Durante décadas, a investigação identificou também silicatos cristalinos não só em cometas do nosso Sistema Solar, mas também em discos protoplanetários distantes em torno de outras estrelas ligeiramente mais antigas, mas não conseguiu determinar como lá chegaram. Com os novos dados do Webb, os investigadores agora compreendem melhor como é que estas condições são possíveis.
“É incrivelmente impressionante que o Webb possa não só mostrar-nos tanto, mas também onde tudo está”, disse Joel Verdecoautor e cientista de instrumentos no STScI (Space Telescope Science Institute) em Baltimore, Maryland, EUA.
“A nossa equipa de investigação mapeou a forma como os cristais se movem ao longo do sistema.

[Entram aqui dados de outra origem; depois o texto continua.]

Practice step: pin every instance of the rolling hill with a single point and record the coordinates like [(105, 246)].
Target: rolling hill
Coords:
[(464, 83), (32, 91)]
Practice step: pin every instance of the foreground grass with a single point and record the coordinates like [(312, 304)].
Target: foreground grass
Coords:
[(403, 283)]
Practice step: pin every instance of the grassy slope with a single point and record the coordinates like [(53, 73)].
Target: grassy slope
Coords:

Mostrámos efetivamente como a estrela cria e distribui estas partículas superfinas, que são significativamente mais pequenas do que um grão de areia“.

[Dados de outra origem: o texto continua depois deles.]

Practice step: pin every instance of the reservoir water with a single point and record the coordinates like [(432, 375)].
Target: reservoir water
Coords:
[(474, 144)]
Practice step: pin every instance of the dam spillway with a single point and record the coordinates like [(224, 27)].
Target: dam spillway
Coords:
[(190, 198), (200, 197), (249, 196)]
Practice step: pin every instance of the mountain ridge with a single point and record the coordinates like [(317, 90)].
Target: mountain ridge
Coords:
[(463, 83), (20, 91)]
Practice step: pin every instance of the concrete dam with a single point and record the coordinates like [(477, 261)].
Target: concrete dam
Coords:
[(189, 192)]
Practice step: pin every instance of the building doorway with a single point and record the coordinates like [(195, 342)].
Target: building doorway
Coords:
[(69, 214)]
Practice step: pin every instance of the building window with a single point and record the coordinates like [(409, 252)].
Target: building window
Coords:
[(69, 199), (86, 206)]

Os dados MIRI do Webb também mostram claramente os jatos estreitos e de alta velocidade de gás quente da estrela perto dos seus polos, e os fluxos ligeiramente mais frios e lentos que provêm da área mais interna e mais quente do disco que alimenta a estrela.
IIustração representa metade do disco de gás e poeira que rodeia a protoestrela EC 53. Os surtos estelares formam periodicamente silicatos cristalinos, que são lançados para cima e para fora dos limites do sistema, onde cometas e outros corpos rochosos gelados podem eventualmente formar-se.
A imagem acima, obtida por outro instrumento do Webb, o NIRCam (Near-Infrared Camera), mostra um conjunto de ventos e luz dispersa do disco de EC 53, dentro de um círculo branco, conjunto este inclinado para a direita. Os seus ventos também circulam na direção oposta, aproximadamente para trás da estrela, mas, no infravermelho próximo, esta região aparece escura. Os seus jatos são demasiado pequenos para serem detetados.
Olhando em frente
EC 53 ainda está “embrulhada” em poeira e poderá continuar a estar durante mais 100.000 anos. Ao longo de milhões de anos, enquanto o disco de uma estrela jovem é fortemente povoado por pequenos grãos de poeira e seixos, ocorrerá um número incalculável de colisões que podem lentamente construir uma série de rochas maiores, levando eventualmente à formação de planetas terrestres e gigantes gasosos.
À medida que o disco assenta, tanto a estrela como os planetas rochosos terminam a sua formação, a poeira desaparece (deixando de obscurecer a vista) e uma estrela semelhante ao Sol permanece no centro de um sistema planetário limpo, com silicatos cristalinos “espalhados” por todo o lado.
EC 53 faz parte da Nebulosa da Serpente, que se situa a 1300 anos-luz da Terra e está repleta de estrelas em formação ativa.